Patent Eligibility of 3D Printed Organs Will Soon be an Issue

June 6, 2014

Biotech companies and scientists are working on a breakthrough that could allow specialized 3D printers to create human organs, a process known as “bioprinting.” Scientists already have printed blood vessels, a variety of organ tissues, and last year Princeton University scientists printed a functional ear.

Should scientists and companies who manufacture organs be able to obtain patents on them even though they already exist in nature?

The interplay between these new technologies and patent laws are unclear and ripe for examination by the courts. The Supreme Court weighed in on the question of patent eligible subject matter last year, in Association for Molecular Pathology v. Myriad Genetics, deciding whether a naturally occurring DNA segment could be patented. In that case, the Court invalidated previously issued patents on a gene sequence, but upheld a patent on synthetically created DNA.

The Court’s reasoning in Myriad hints that the touchstone of such decisions should be whether the subject matter is an unknown but natural phenomenon, or a manufacture or composition of a matter that does not occur naturally.
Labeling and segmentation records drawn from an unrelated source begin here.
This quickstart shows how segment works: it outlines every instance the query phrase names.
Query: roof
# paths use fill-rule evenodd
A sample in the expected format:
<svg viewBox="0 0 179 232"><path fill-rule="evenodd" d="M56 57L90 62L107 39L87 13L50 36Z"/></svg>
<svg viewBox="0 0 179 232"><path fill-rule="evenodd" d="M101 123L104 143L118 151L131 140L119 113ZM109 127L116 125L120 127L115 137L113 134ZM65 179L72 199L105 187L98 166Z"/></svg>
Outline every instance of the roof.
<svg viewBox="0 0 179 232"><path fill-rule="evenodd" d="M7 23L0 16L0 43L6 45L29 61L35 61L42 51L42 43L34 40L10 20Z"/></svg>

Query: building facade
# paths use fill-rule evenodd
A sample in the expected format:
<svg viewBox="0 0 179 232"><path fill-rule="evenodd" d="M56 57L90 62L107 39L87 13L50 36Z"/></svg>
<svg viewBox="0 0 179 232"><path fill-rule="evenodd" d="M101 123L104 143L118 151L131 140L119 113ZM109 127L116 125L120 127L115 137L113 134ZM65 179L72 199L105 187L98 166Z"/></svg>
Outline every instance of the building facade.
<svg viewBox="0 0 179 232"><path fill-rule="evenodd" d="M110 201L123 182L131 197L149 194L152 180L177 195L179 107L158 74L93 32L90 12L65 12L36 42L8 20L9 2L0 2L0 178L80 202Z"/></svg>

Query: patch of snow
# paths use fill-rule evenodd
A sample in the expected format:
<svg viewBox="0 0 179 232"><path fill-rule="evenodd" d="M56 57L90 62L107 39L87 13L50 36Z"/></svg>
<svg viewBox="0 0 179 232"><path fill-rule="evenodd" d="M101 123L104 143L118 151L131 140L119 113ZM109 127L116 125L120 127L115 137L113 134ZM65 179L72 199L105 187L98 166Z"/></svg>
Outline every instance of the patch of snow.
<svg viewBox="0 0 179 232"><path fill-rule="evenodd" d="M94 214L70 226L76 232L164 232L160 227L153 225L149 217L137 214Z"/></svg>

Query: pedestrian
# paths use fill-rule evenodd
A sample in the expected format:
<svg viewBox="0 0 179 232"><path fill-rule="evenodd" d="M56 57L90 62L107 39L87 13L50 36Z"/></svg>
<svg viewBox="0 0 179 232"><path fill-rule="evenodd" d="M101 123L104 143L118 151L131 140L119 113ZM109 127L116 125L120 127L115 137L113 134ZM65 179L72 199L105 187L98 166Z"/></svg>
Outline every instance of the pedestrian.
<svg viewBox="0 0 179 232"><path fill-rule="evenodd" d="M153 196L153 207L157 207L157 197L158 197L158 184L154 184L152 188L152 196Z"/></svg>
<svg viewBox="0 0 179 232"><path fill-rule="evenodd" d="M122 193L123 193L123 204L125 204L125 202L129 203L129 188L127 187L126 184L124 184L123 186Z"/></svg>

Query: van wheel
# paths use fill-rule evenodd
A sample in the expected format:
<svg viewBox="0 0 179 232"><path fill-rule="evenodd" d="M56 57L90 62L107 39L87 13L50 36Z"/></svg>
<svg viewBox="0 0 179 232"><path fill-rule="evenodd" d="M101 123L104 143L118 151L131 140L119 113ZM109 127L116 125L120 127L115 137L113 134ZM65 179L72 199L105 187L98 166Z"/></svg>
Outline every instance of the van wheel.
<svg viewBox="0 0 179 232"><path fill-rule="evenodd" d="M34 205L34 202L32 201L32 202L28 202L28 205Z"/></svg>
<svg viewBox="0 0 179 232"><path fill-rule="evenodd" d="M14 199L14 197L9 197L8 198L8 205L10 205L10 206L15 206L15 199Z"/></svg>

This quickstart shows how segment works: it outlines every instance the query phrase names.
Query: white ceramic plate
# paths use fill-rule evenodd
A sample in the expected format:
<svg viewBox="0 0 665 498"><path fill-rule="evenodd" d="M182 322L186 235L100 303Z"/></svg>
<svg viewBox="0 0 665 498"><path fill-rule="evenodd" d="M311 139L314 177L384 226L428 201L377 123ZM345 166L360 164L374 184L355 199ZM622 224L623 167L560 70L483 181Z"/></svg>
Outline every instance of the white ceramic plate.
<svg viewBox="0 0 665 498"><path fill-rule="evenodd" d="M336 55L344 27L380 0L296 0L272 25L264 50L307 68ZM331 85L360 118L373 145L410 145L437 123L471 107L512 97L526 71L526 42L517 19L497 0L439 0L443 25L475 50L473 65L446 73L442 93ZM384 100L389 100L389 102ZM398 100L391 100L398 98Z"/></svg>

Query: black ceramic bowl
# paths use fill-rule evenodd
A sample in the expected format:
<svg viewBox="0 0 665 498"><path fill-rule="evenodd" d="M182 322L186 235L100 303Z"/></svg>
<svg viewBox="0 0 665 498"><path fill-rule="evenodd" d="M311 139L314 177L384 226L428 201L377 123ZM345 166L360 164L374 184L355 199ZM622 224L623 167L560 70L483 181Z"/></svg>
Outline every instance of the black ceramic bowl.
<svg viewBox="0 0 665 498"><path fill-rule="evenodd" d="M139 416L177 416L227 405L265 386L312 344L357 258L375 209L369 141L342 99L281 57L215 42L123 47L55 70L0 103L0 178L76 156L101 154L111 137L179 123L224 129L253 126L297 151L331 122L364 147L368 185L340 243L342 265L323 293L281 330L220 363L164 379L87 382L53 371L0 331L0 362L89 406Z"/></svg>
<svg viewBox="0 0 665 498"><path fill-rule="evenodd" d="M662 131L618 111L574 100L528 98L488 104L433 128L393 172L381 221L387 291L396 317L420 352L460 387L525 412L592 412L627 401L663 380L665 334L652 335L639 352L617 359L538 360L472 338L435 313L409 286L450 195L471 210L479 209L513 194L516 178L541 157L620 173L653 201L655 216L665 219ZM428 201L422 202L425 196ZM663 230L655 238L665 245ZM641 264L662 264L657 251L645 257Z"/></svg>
Both the process of creating a bioprinted organ or tissue and the composition of such organs and tissues may form the basis for future patent applications. A patent for a human liver would be denied, but would an application for a lab-created liver which functions like a human liver be denied?

Patentability will likely rest on what the applicant seeks to patent: the method, the bioprinted substance or the organ itself.